Baies roses de bourbon

BAIES ROSES DE BOURBON – HISTOIRE

Autres noms : Poivre rose, Poivre de la Réunion, Poivre brésilien, Poivre d’Amérique, Poivre rouge, Poivre marron
Faux poivre, Sorbier, Encens, Café de chine.

Les nomades de tous pays connaissent depuis toujours les avantages des épices : Facilité de conservation séchée et faible encombrement. Les commerçants qui approvisionnaient l’Europe appréciaient ces qualités et y ajoutaient une très forte plus-value du fait du mystère entourant ces marchandises. l’Histoire nous apprend que l’exotisme et la noblesse de ces produits ont conduit quelquefois à des exubérances. Certaines recettes d’Apicius (IVème siècle de notre ère) comportent un nombre impressionnant d’épices et de plantes aromatiques.

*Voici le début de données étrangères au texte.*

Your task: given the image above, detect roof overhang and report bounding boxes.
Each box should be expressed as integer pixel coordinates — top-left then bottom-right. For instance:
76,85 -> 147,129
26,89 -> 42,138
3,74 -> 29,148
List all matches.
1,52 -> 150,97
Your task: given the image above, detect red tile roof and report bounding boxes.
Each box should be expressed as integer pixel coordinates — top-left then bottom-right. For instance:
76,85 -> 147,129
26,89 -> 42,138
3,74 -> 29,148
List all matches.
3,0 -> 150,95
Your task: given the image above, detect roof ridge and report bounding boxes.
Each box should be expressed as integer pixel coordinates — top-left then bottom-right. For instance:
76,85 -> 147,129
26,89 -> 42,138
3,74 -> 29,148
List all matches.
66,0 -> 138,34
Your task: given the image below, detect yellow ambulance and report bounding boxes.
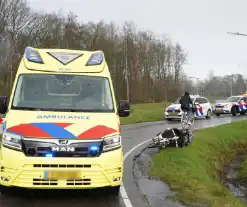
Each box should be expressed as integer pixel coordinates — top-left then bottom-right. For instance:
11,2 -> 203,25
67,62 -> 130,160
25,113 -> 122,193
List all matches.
0,47 -> 130,193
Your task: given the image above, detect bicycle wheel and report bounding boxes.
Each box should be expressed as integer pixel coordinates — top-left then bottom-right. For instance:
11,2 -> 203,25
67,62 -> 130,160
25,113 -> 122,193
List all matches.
190,112 -> 196,125
181,112 -> 188,129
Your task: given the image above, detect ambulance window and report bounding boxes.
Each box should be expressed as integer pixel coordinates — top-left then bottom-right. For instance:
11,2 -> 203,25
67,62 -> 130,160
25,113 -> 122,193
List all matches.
12,74 -> 114,112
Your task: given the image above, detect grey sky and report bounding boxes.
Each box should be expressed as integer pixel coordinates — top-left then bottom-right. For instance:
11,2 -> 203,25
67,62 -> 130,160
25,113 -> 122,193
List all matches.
28,0 -> 247,79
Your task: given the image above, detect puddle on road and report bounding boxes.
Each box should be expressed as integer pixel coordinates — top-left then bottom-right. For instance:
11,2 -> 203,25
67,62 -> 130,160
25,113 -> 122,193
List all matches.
133,148 -> 185,207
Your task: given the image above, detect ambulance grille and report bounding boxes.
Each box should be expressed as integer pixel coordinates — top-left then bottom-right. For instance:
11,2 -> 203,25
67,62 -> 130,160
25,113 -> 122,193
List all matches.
23,139 -> 103,158
33,164 -> 92,168
33,178 -> 58,185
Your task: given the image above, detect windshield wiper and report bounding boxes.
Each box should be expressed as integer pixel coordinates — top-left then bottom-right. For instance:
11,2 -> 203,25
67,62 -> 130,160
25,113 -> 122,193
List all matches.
14,107 -> 41,111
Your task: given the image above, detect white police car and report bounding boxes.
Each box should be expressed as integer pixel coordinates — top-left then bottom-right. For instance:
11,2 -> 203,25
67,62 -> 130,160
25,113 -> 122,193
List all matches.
164,95 -> 213,121
215,95 -> 247,116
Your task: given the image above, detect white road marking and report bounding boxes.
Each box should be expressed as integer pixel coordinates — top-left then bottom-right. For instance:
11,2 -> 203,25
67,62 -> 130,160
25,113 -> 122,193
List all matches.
120,121 -> 231,207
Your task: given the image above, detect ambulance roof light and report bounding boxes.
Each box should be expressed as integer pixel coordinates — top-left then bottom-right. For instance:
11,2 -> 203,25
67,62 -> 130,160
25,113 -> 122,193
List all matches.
25,47 -> 44,64
86,52 -> 104,66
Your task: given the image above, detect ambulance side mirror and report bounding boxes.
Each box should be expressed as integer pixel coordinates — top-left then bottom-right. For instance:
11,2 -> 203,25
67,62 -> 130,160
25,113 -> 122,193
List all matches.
0,96 -> 8,114
118,100 -> 130,117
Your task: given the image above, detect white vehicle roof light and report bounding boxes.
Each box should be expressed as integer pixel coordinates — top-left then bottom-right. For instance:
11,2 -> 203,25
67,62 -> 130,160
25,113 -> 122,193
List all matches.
87,52 -> 104,66
47,52 -> 82,65
25,47 -> 44,64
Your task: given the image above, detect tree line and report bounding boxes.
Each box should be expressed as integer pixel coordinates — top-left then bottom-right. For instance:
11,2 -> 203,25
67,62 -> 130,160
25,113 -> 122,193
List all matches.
0,0 -> 244,103
0,0 -> 187,103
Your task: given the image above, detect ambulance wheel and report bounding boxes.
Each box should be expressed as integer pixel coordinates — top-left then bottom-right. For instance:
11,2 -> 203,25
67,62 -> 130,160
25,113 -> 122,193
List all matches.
0,185 -> 10,194
231,107 -> 237,116
108,185 -> 120,196
206,109 -> 212,119
240,111 -> 246,115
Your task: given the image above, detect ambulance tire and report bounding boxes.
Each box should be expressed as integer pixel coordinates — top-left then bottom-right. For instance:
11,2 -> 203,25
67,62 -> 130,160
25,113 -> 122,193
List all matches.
107,185 -> 120,196
206,109 -> 212,119
231,106 -> 237,116
0,185 -> 10,194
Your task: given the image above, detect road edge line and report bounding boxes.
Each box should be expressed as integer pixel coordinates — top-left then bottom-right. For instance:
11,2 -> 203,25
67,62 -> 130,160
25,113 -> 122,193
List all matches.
120,121 -> 232,207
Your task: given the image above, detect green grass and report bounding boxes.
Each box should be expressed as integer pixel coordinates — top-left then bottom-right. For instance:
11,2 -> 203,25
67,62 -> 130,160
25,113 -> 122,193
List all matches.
238,157 -> 247,179
150,121 -> 247,207
120,102 -> 169,125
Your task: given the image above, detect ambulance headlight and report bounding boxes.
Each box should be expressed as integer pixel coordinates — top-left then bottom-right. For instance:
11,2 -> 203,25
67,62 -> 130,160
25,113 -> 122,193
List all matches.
103,135 -> 121,152
2,132 -> 22,151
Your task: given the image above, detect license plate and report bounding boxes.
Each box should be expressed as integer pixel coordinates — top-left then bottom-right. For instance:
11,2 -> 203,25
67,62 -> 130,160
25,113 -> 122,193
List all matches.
45,171 -> 81,180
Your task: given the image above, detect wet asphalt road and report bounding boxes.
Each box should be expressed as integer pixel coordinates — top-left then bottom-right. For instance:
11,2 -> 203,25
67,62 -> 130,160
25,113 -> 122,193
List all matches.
0,116 -> 247,207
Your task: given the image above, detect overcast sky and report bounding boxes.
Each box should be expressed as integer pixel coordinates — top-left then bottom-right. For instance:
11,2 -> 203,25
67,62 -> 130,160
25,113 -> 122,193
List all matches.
28,0 -> 247,79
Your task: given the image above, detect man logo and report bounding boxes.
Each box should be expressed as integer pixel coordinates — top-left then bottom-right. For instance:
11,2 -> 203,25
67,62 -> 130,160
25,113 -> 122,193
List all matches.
58,139 -> 69,145
52,147 -> 75,152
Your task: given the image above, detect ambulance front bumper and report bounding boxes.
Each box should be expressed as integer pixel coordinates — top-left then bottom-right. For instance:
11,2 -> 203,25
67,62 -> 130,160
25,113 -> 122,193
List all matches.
0,147 -> 123,189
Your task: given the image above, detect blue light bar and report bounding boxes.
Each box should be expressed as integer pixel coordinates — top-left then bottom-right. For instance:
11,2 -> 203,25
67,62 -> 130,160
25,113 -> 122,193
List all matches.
25,47 -> 43,64
90,145 -> 99,152
87,52 -> 104,65
45,153 -> 53,157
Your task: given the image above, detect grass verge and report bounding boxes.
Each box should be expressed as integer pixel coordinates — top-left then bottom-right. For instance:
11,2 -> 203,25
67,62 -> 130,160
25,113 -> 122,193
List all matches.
238,157 -> 247,179
150,121 -> 247,207
120,102 -> 169,125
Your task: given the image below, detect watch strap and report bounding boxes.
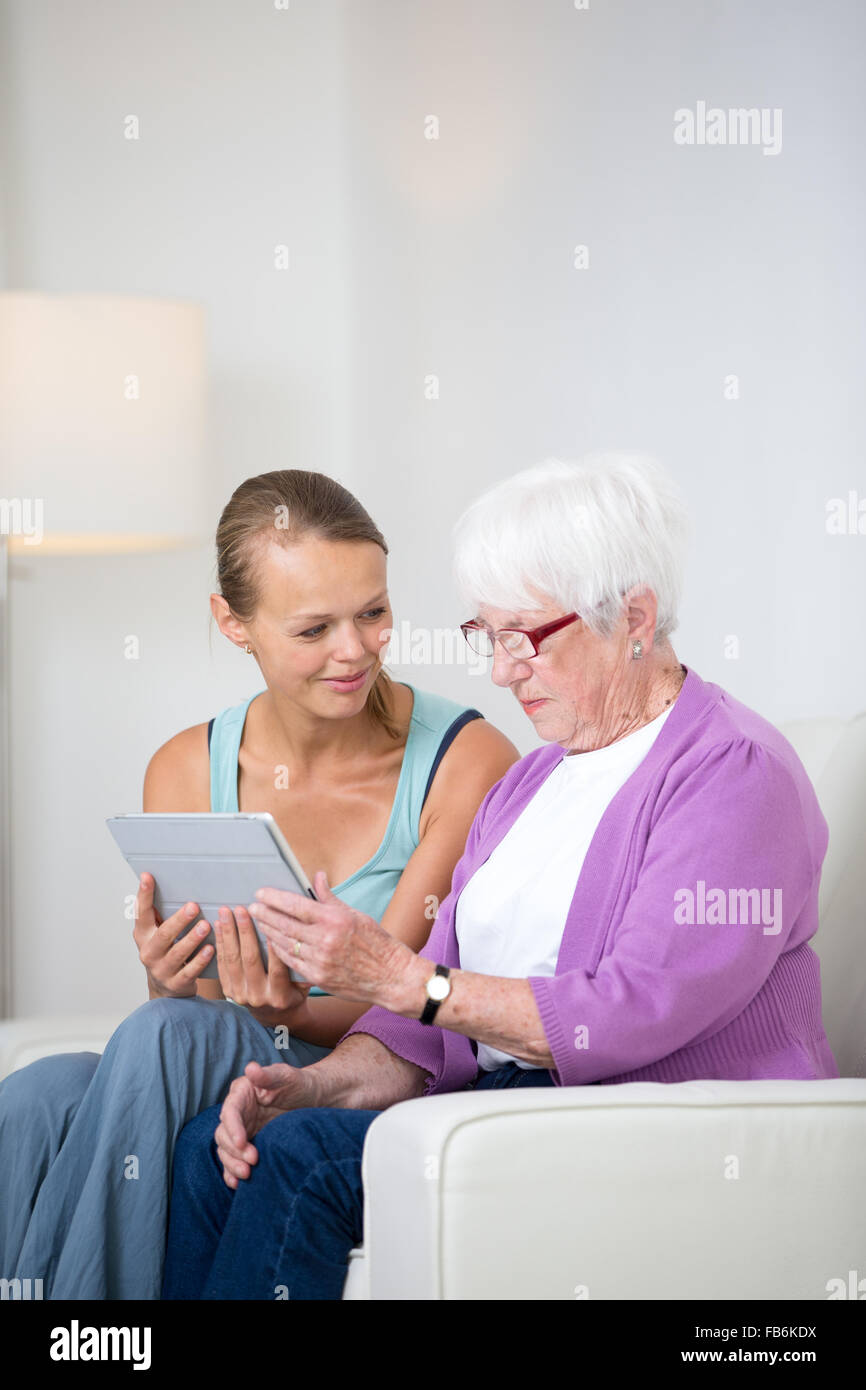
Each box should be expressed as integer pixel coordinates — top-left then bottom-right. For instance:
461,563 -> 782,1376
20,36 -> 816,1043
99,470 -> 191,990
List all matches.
421,965 -> 450,1023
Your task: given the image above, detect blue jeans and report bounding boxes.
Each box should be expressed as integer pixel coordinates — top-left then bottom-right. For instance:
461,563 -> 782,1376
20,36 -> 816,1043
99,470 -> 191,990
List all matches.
0,998 -> 331,1300
163,1062 -> 553,1301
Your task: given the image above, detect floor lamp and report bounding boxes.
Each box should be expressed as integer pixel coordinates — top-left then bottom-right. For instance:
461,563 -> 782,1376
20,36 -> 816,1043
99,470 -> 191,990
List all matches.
0,292 -> 211,1017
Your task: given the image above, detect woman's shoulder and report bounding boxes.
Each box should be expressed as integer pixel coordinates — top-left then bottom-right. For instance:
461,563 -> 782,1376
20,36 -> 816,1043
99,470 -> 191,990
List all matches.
396,681 -> 484,734
142,721 -> 210,812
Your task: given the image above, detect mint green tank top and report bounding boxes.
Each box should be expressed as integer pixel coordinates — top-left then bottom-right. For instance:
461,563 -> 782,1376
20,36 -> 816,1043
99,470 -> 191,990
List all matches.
207,685 -> 484,994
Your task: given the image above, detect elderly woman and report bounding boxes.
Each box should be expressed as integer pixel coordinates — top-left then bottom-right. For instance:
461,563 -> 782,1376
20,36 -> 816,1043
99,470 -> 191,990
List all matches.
163,457 -> 838,1300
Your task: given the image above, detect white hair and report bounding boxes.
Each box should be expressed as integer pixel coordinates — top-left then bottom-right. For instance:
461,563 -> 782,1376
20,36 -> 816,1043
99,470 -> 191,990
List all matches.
453,453 -> 688,638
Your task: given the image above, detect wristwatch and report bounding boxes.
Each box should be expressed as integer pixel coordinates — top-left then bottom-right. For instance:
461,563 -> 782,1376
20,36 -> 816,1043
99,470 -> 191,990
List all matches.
421,965 -> 450,1023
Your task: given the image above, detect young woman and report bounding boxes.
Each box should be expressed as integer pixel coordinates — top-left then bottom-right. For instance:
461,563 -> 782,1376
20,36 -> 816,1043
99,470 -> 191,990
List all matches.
0,470 -> 517,1298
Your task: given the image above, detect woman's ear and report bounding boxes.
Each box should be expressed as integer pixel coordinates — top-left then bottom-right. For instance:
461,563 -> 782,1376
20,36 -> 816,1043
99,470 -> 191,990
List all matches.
210,594 -> 249,648
624,584 -> 659,652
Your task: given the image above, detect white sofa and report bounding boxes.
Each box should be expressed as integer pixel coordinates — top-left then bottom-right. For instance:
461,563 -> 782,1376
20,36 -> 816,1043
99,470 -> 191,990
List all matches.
0,716 -> 866,1300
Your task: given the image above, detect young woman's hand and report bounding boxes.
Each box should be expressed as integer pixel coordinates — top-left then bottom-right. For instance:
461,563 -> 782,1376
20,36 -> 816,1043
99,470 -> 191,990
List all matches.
214,1061 -> 317,1187
132,873 -> 214,999
214,908 -> 310,1027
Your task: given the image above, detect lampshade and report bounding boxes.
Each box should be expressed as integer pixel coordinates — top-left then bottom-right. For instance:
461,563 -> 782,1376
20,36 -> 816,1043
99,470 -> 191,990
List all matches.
0,292 -> 213,555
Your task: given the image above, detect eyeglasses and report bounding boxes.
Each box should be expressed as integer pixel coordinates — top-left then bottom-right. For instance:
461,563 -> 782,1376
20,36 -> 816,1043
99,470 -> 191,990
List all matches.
460,613 -> 580,662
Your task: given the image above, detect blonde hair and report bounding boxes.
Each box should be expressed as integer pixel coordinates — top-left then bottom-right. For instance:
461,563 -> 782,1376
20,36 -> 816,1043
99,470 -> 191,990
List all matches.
217,468 -> 403,739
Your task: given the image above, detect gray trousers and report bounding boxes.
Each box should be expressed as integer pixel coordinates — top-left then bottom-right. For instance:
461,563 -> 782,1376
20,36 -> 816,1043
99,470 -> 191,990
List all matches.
0,998 -> 331,1298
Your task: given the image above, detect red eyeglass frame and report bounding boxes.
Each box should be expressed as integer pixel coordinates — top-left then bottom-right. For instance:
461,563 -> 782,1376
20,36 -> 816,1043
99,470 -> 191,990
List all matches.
460,613 -> 580,662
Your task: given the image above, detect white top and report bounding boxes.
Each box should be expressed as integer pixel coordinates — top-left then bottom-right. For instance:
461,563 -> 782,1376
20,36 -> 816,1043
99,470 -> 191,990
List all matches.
455,705 -> 673,1072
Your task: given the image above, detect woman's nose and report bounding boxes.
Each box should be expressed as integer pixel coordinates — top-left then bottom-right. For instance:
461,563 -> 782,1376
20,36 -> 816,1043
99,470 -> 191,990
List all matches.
331,623 -> 367,662
491,642 -> 531,685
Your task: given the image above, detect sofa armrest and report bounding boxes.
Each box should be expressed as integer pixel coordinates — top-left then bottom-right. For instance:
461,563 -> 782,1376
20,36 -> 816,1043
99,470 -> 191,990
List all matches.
0,1013 -> 125,1080
363,1079 -> 866,1300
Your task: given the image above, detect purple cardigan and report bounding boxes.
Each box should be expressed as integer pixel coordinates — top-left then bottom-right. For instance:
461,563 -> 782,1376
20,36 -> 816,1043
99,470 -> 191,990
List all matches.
341,670 -> 838,1095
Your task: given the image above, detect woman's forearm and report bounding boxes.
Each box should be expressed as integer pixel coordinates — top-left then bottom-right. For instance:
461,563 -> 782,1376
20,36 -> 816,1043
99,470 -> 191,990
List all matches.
378,955 -> 556,1068
288,994 -> 383,1047
304,1033 -> 430,1111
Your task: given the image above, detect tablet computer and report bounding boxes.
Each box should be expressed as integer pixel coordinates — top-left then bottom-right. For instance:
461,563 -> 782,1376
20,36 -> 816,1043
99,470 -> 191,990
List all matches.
106,812 -> 316,980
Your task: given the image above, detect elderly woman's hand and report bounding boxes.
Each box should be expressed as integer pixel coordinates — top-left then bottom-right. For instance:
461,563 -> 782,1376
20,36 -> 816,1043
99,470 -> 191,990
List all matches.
249,870 -> 416,1006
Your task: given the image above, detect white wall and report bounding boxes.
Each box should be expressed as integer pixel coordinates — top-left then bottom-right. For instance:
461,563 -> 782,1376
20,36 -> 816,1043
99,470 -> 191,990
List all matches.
0,0 -> 866,1013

A la fin du Moyen-Age, un tiers des recettes comportait du safran et la consommation de moutarde a atteint des sommets. Plus de 300 litres pour un seul repas servi en 1336 par le Duc de Bourgogne.

Les grands découvreurs du XVème et du XVIème siècle ont favorisé l’apparition de nouvelles épice : Piment, vanille, toute-épice était alors directement liée à l’approvisionnement et aux prix pratiqués. Les cours pouvant varier de un à dix suivant les arrivages, cela a favorisé la découverte de plantes indigènes servant de succédanés.

La Révolution Française et ensuite l’Empire ont limité fortement l’importation de plantes exotiques et il faudra attendre le XXème siècle pour qu’à nouveau l’engouement pour toutes ces plantes relance leur consommation.

De l’antiquité à la fin du moyen âge

Les premières descriptions de caravanes terrestres sont dues à Hérodote (vers 500 ans avant notre ère) qui décrit les convois partant pour un dangereux périple de trois ans qui devait les conduire jusqu’en Chine.
l’énormité de ces caravanes, parfois plus de mille bêtes de bât, l’insécurité des routes de l’époque et les nombreuses difficultés rencontrées justifiaient les prix exorbitants et le culte voué à ces merveilleuses marchandises que sont les épices.
l’attrait pour les régions, entre autres, productrices d’épices, poussa Alexandre le Grand jusqu’à l’Hindus qu’il atteignit en 326 avant Jésus Christ.
Les romains, à l’époque de Pline l’Ancien (23-79) ne connaissaient pas, quant à eux, la Chine. Ils ne pratiquaient le commerce des épices qu’avec les commerçants Arabes et Perses.

Ceci a sûrement contribué au déclin de l’Empire Romain. Les prix pratiqués à Rome atteignaient le centuple des prix d’achat. La multiplication des intermédiaires et les quasi-monopoles en place réussirent à maintenir des prix inimaginables aujourd’hui et cela, jusqu’au début du Moyen-Age.

Voici par exemple l’histoire du muscadier. Cet arbre fournit des fruits toute l’année, jusqu’à 2000 graines par an et par arbre, et ce, sans soin particulier et pendant plus de 80 ans. Et pourtant la livre de macis se négociait à la fin du Moyen-Age l’équivalent d’une demi-vache et de trois moutons.

Durant tout le Moyen-Age les différents pouvoirs en place en Europe ont largement profité du négoce des épices pour lever de très lourdes taxes.
Les épices, et le poivre en particulier, ont très souvent été utilisées comme monnaie à part entière. Cela a laissé de nombreuses expressions qui enrichissent la langue française.

Il faudra attendre la fin du XIIIème siècle et le récit de Marco Polo pour pouvoir se faire une idée un peu plus précise de la répartition géographique et des méthodes de production des différentes espèces.

Venise a su profiter du transport des armées partant pour les Croisades pour mettre en place une importante flotte. Elle deviendra entre le XIème et le XVème siècle la capitale européenne du négoce des épices.

La fermeture, en 1453, de la route des Indes par les Ottomans marquera la fin du Moyen-Age.

Les grains sont utilisés entiers, concassés, moulus.
Cette plante est originaire du Sud-ouest, de l’océan indien. Classé comme faux poivre il substitue le vrai poivre, mais est plus doux,et donne aux aliments une saveur sucrée entre la pointe de l’anisée et le poivre doux.

En vogue grâce à la cuisine de notre temps, il se marie avec les saveurs fraîches des fraises, des poires, mais aussi avec les viandes et les poissons grillés.